Scuola di liberalismo. Intervista a Simona Ferrero

Simona Ferrero è una studentessa dell’Università degli studi di Torino, nonché redattrice di The Password. Durante il primo semestre ha avuto l’opportunità di partecipare alla Scuola di Liberalismo scrivendo, alla fine del percorso, una tesina intitolata “Sulla laicitàche le ha permesso di vincere un premio accademico. Oggi abbiamo avuto l’opportunità di intervistarla.

A che corso di studi sei iscritta e cosa ti ha spinto a scegliere questa strada?

Studio Economia e Commercio qui a Torino. Ho un background umanistico (ho frequentato il liceo linguistico) e, una volta diplomata, mi sono trovata di fronte a un bivio: proseguire il percorso iniziato nella scuola secondaria o cambiare completamente strada? La prima opzione non mi ha mai particolarmente attratto perché ho sempre visto le lingue più come un qualcosa di personale che non professionale. Ho allora deciso di cambiare strada. Perché proprio Economia in realtà non lo so, anche perché non avevo ben chiaro nemmeno cosa si studiasse nello specifico; direi che il destino ha fatto la sua parte. In ogni caso me ne sono appassionata già dai precorsi che ho seguito in preparazione al test di ingresso e il motivo di questa attrazione è semplice e si trova nella definizione stessa del termine “economia” (lo studio dell’allocazione delle risorse scarse): si tratta di un equilibrio tra il “quantitativo” e il “qualitativo”, tra l’”oggettivo” e il “soggettivo” che spiega la realtà. Non solo, con il tempo mi sono resa conto di quanto si tratti di una materia che permette lo sviluppo di un modo di pensare “nuovo”, che mi piace e che, a mio avviso, è elegantemente allineato alla realtà.

Durante il primo semestre hai seguito la Scuola di Liberalismo, puoi spiegare ai nostri lettori di che cosa si tratta?

Si tratta di una serie di lezioni – circa una ventina – tenute principalmente da docenti, ex-docenti, ricercatori e professionisti. Il filo conduttore di queste è il liberalismo in senso ampio, un modo di pensare, di vedere e percepire la realtà nei più diversi ambiti: dal pensiero alla legge, dallo stato al mercato, dallo spazio alla tecnologia…

Nella tua tesina hai parlato di laicità. Vuoi dirci qualcosa in più?

Il tema della mia tesina è la laicità, che ho trattato in senso un po’ più ampio rispetto alla definizione più stretta del termine, cioè l’indipendenza dello Stato dalla religione, intendendo con stato non tanto gli organi quanto gli elettori. Nel corso del saggio ho esposto i diversi modelli di laicità esistenti: la laicità pura (Stati Uniti), la laicità mista (Italia), la laicità conflittuale (Francia). Nell’analisi, ho portato ad esempio alcuni casi in cui la fede religiosa, che può mostrarsi grande guida di vita personale, possa portare a scelte di politiche non vantaggiose nell’aggregato che, talvolta, generano risultati opposti a quelli desiderati. I motivi per cui ho scelto questo tema sono molteplici, ma quello che lo ha fatto prevalere su tutti gli altri è il “caso Silvia Romano”, occasione in cui si è mostrato quanto una consistente porzione dell’elettorato italiano non separi ancora il potere temporale da quello spirituale, nonché la sfera pubblica da quella privata, arrivando addirittura ad affermare che la vita di un cittadino di fede islamica valga meno rispetto a quella di un qualsiasi altro cittadino.

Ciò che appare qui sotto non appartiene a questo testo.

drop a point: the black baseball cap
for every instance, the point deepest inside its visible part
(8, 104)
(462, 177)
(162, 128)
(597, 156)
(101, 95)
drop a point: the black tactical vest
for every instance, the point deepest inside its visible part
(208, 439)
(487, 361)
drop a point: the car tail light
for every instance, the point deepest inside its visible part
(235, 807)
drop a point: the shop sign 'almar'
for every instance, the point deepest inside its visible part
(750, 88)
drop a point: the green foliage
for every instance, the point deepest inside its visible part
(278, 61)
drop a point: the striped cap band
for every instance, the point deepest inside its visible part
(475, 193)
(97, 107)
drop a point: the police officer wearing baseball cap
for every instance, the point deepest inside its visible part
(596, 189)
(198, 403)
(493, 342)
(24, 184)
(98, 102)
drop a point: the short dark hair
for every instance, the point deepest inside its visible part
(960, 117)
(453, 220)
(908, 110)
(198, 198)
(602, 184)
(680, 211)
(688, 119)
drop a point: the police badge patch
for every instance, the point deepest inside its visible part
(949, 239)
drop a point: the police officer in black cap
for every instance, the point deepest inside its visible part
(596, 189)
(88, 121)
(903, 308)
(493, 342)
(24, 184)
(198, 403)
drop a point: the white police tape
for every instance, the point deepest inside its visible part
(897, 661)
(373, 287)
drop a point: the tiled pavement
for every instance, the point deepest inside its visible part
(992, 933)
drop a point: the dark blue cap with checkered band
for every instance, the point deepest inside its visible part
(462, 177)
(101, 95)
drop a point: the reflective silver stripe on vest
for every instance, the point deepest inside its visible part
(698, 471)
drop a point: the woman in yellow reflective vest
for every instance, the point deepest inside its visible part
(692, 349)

Cosa diresti o consiglieresti ad un futuro studente di economia?

Consiglio di appassionarsi a questa disciplina a prescindere dal contesto accademico (senz’altro importante). Noi tutti siamo agenti economici e che ci piaccia o meno partecipiamo attivamente all’economia, cosa che rende questa materia molto ampia e ricca di stimoli che non aspettano che di essere colti. Consiglio di iniziare sin da subito a mettere in pratica quello che si studia, partecipando a dibattiti, chiacchierate, workshop, training e ogni genere di attività di interesse: è infatti importante porsi domande, sviluppare un pensiero critico e oggettivo, che non si lasci sottomettere da eventuali luoghi comuni, opinioni diffuse, sentimentalismi e via dicendo.

Ringraziamo Simona Ferrero per aver risposto alle nostre domande e ci congratuliamo per l’importante risultato raggiunto, a dimostrazione di come impegno e passione siano fondamentali nel percorso verso il raggiungimento dei propri obiettivi.